Two kinds of knowing:
‘Knowing’ as in a cognitive, intellectual knowledge.
‘Knowing’ as in ‘knowing in your bones’, ‘lived experience’ perhaps, or realization.
Adrian Underhill offers a neurological term: ‘proprioception’ to contrast with cognitive knowing in pronunciation. Proprioception is a perception and awareness of the position and movement of the body. This kind of knowing we can only learn from physical practice. And it is this kind of knowing which will release a learner from the habits of the L1.
Knowing and not knowing
In the CELTA, many years ago, we were taught to respond to students’ awkward questions with ‘I’m not sure, I’ll find out and get back to you.’ A response which more or less saved me on countless occasions in my first years of teaching.
After my DELTA and MA, my response more often changed to something like, ‘This is quite a complicated area, I can give you a longer explanation at some point but right now I’d think we should concentrate on…’ or just, ‘That’s a big question.’

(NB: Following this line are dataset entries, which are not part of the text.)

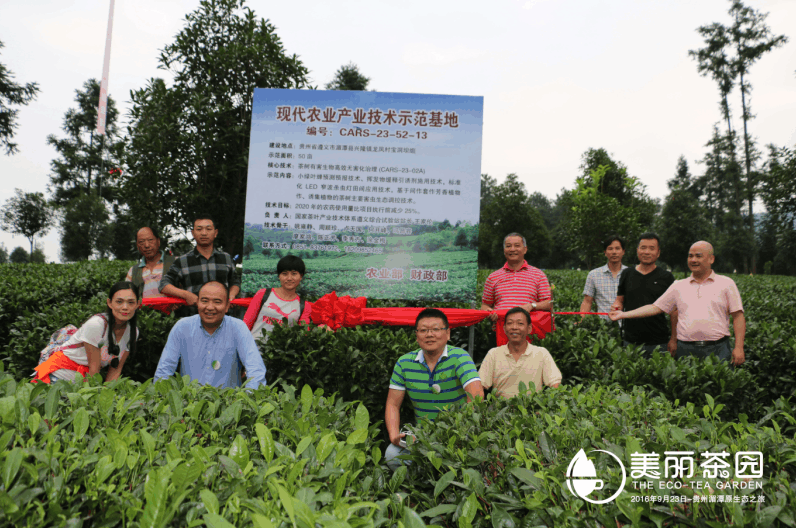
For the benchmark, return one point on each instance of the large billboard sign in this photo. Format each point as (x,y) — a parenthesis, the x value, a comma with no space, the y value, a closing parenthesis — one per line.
(377,192)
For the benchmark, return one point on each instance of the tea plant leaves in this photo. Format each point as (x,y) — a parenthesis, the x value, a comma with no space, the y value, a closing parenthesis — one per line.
(156,498)
(210,501)
(11,466)
(266,440)
(443,482)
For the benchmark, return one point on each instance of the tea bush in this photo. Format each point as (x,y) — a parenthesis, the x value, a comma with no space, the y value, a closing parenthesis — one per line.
(177,454)
(505,462)
(174,453)
(35,300)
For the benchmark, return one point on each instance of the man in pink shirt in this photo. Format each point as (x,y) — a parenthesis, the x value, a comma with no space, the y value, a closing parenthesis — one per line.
(705,302)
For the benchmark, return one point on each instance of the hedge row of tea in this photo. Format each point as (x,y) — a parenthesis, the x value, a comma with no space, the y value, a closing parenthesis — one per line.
(177,454)
(35,300)
(197,456)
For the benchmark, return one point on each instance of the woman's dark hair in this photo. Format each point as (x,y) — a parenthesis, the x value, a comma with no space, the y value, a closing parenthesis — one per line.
(119,286)
(290,263)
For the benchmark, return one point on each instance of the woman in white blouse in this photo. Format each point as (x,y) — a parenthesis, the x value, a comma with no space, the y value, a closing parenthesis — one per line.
(104,340)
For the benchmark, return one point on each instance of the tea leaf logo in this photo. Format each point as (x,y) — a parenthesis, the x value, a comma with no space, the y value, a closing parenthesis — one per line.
(582,477)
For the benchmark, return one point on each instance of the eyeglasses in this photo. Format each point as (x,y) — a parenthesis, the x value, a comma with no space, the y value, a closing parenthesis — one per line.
(426,331)
(114,351)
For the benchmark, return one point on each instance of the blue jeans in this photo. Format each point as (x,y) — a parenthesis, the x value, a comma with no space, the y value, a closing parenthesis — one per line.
(720,350)
(392,454)
(646,350)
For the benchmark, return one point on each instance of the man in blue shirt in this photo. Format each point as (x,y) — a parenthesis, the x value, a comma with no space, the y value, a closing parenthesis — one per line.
(211,345)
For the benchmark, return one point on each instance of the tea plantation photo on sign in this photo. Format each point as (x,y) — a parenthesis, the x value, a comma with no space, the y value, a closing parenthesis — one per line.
(308,450)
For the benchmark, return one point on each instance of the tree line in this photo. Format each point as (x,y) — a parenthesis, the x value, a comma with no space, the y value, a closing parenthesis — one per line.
(184,149)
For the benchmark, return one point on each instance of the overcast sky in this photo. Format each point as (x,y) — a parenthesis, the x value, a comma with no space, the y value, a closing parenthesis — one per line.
(557,76)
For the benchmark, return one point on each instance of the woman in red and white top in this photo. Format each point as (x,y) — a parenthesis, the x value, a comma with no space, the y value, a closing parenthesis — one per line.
(104,340)
(272,306)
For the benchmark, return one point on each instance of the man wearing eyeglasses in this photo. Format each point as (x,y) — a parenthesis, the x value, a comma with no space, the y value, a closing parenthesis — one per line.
(212,347)
(435,376)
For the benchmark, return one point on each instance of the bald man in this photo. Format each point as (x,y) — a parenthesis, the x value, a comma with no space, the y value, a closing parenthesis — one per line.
(705,303)
(154,263)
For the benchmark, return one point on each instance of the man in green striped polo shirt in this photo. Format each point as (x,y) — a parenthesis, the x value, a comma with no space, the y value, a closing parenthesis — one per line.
(435,376)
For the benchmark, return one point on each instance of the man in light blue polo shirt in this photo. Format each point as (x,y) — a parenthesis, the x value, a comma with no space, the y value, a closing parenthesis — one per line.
(601,283)
(213,347)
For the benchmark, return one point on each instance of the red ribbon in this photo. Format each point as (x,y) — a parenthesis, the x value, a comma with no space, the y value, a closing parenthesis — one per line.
(337,312)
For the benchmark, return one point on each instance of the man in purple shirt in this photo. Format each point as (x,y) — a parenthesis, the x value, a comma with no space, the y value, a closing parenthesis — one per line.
(705,302)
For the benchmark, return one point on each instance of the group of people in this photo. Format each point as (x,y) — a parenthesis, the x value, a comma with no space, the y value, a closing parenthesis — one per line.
(700,307)
(217,349)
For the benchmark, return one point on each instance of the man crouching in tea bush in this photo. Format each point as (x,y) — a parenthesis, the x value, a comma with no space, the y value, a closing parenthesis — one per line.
(211,346)
(434,376)
(518,361)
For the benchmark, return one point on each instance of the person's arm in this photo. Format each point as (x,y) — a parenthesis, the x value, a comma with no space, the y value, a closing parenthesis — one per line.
(672,345)
(545,295)
(114,373)
(168,285)
(250,357)
(619,303)
(488,299)
(392,415)
(474,390)
(170,357)
(173,291)
(644,311)
(585,306)
(93,356)
(468,377)
(739,327)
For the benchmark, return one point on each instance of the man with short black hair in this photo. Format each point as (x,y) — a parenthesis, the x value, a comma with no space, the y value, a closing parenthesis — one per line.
(153,265)
(201,265)
(517,283)
(434,377)
(705,302)
(643,285)
(518,361)
(212,347)
(601,282)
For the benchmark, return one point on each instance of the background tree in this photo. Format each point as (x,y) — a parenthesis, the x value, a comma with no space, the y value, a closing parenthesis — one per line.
(348,77)
(85,230)
(595,215)
(26,214)
(19,256)
(683,220)
(751,39)
(38,256)
(189,142)
(779,197)
(508,209)
(727,57)
(12,94)
(85,160)
(613,180)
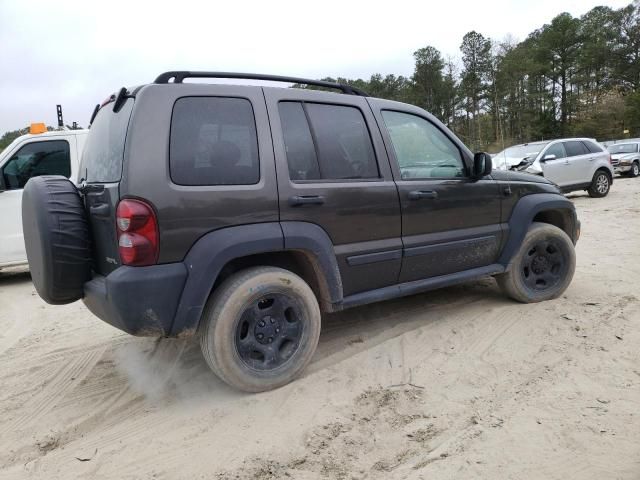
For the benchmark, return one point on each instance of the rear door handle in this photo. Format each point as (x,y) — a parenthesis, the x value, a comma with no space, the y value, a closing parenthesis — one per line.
(100,210)
(298,200)
(419,194)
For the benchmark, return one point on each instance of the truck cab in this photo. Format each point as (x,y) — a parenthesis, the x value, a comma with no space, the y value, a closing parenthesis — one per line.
(40,152)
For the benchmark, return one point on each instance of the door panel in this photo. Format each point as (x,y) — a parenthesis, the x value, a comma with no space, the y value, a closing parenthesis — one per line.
(578,158)
(558,169)
(458,230)
(450,223)
(361,215)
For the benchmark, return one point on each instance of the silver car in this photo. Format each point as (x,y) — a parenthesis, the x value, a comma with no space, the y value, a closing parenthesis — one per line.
(571,163)
(625,158)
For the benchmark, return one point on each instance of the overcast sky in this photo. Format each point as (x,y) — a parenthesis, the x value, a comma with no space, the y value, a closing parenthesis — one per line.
(77,53)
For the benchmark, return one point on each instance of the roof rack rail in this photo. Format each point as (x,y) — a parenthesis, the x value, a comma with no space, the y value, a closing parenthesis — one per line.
(179,76)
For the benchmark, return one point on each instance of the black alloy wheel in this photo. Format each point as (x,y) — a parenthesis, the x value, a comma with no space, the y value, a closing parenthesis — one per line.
(269,331)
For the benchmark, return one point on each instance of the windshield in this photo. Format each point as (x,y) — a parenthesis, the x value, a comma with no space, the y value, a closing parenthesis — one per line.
(522,151)
(623,148)
(103,153)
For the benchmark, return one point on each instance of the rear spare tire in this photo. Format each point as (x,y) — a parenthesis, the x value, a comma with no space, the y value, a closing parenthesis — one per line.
(56,237)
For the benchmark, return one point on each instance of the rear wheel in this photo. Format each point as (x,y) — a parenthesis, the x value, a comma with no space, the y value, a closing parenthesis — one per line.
(260,328)
(543,267)
(600,185)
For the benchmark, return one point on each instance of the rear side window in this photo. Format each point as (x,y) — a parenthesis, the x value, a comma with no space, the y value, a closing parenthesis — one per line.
(592,147)
(575,148)
(556,149)
(213,142)
(327,142)
(104,150)
(35,159)
(301,152)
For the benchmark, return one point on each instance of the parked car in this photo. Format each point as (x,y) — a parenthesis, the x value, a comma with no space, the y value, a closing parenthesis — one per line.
(31,155)
(571,163)
(238,213)
(625,158)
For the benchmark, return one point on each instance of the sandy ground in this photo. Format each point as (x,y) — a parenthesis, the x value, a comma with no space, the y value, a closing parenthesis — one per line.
(457,383)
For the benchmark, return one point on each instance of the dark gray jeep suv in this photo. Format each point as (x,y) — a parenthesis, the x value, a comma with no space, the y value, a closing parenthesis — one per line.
(237,214)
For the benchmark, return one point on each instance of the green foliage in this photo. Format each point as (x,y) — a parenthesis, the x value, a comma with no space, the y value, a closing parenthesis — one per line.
(572,76)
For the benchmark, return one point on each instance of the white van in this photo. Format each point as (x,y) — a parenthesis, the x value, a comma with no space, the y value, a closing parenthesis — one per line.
(31,155)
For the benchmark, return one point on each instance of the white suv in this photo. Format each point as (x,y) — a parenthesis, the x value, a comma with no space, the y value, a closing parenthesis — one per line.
(31,155)
(571,163)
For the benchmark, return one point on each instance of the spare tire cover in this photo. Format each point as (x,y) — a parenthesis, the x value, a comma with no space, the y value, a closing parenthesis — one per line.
(56,236)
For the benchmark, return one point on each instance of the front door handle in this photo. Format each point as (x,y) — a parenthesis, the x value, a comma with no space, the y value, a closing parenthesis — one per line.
(298,200)
(419,194)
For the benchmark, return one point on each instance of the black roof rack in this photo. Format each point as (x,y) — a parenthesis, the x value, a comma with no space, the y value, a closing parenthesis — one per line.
(179,76)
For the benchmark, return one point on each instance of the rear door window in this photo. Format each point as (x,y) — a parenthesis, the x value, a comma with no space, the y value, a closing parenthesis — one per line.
(575,148)
(35,159)
(327,142)
(592,147)
(214,142)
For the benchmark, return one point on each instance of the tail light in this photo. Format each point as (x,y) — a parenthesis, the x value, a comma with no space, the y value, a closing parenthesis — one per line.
(137,233)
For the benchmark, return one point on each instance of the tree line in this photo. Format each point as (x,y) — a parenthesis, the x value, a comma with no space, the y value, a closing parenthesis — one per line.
(575,76)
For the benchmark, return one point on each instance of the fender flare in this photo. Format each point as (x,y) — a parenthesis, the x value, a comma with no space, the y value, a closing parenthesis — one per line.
(522,217)
(214,250)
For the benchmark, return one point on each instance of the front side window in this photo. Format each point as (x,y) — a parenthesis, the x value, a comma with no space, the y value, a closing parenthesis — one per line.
(575,148)
(592,147)
(35,159)
(326,142)
(213,142)
(556,149)
(422,150)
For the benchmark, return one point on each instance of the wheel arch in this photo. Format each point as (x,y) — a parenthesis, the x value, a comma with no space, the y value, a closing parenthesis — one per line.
(542,207)
(301,247)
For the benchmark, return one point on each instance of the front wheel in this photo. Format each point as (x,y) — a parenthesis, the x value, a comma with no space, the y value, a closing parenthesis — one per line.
(600,185)
(543,267)
(260,328)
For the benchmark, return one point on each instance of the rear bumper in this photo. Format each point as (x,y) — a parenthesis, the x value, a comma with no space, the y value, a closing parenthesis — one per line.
(138,300)
(622,168)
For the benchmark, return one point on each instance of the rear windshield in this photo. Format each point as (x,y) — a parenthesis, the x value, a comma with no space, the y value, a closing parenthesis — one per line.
(104,149)
(623,148)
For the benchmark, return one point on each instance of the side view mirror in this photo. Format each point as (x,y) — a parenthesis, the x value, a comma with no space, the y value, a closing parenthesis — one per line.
(482,165)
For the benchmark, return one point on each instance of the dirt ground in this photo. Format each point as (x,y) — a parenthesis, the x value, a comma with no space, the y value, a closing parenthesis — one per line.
(457,383)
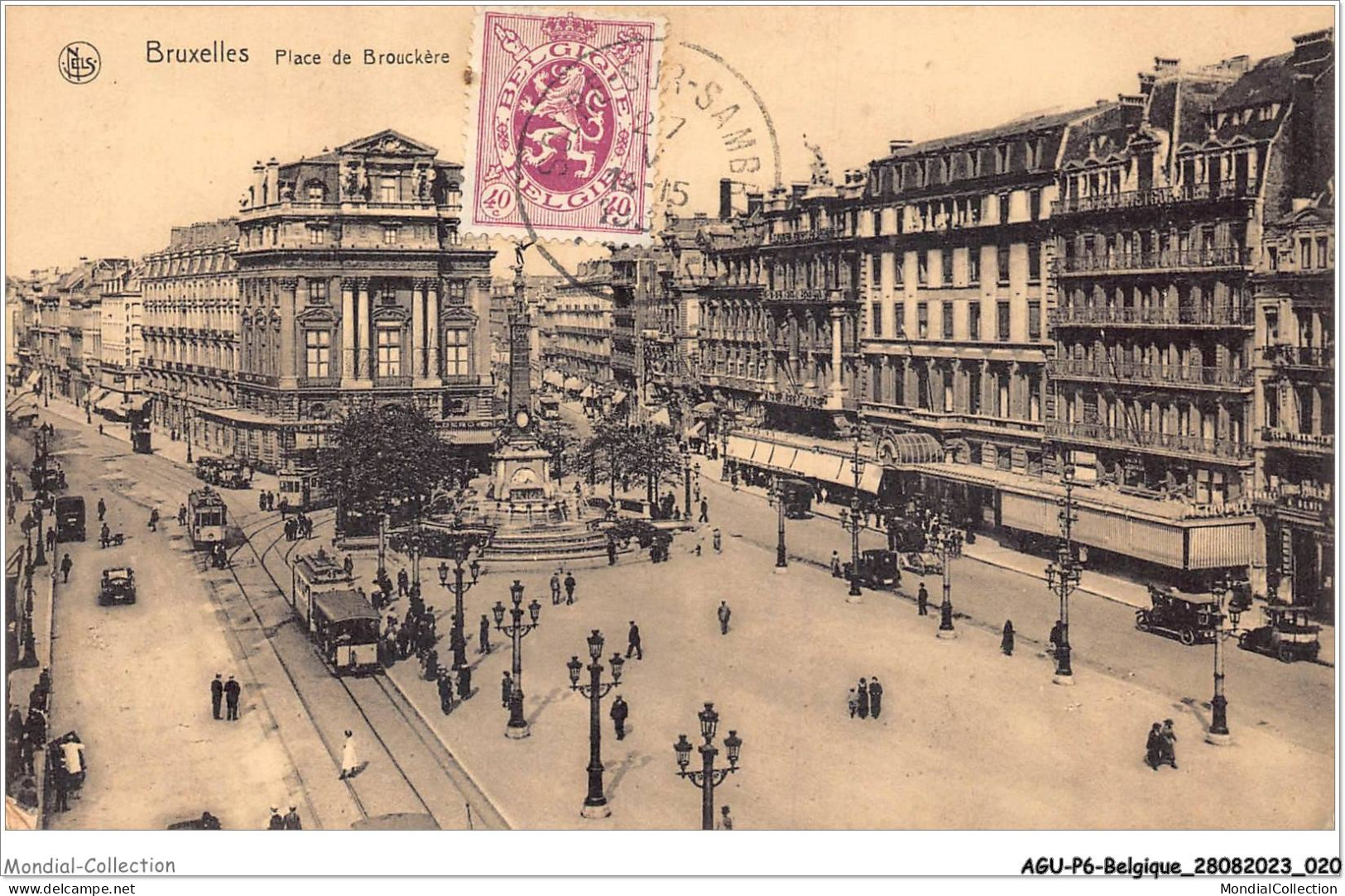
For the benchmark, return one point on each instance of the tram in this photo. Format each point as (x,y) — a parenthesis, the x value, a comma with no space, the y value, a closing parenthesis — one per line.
(340,623)
(206,518)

What I love about Adrian Underhill’s approach to pron is the response is more like, ‘That’s a really interesting question, let’s work it out together.’ It seems to me that this response is the most confident one and the most beneficial. As a teacher you need to be secure in your proprioception to be able to locate the source of the difficulty and find the movements required to resolve it. Doing this side by side with the learner not only helps them to find the correct position but gives them a model of how to solve such issues.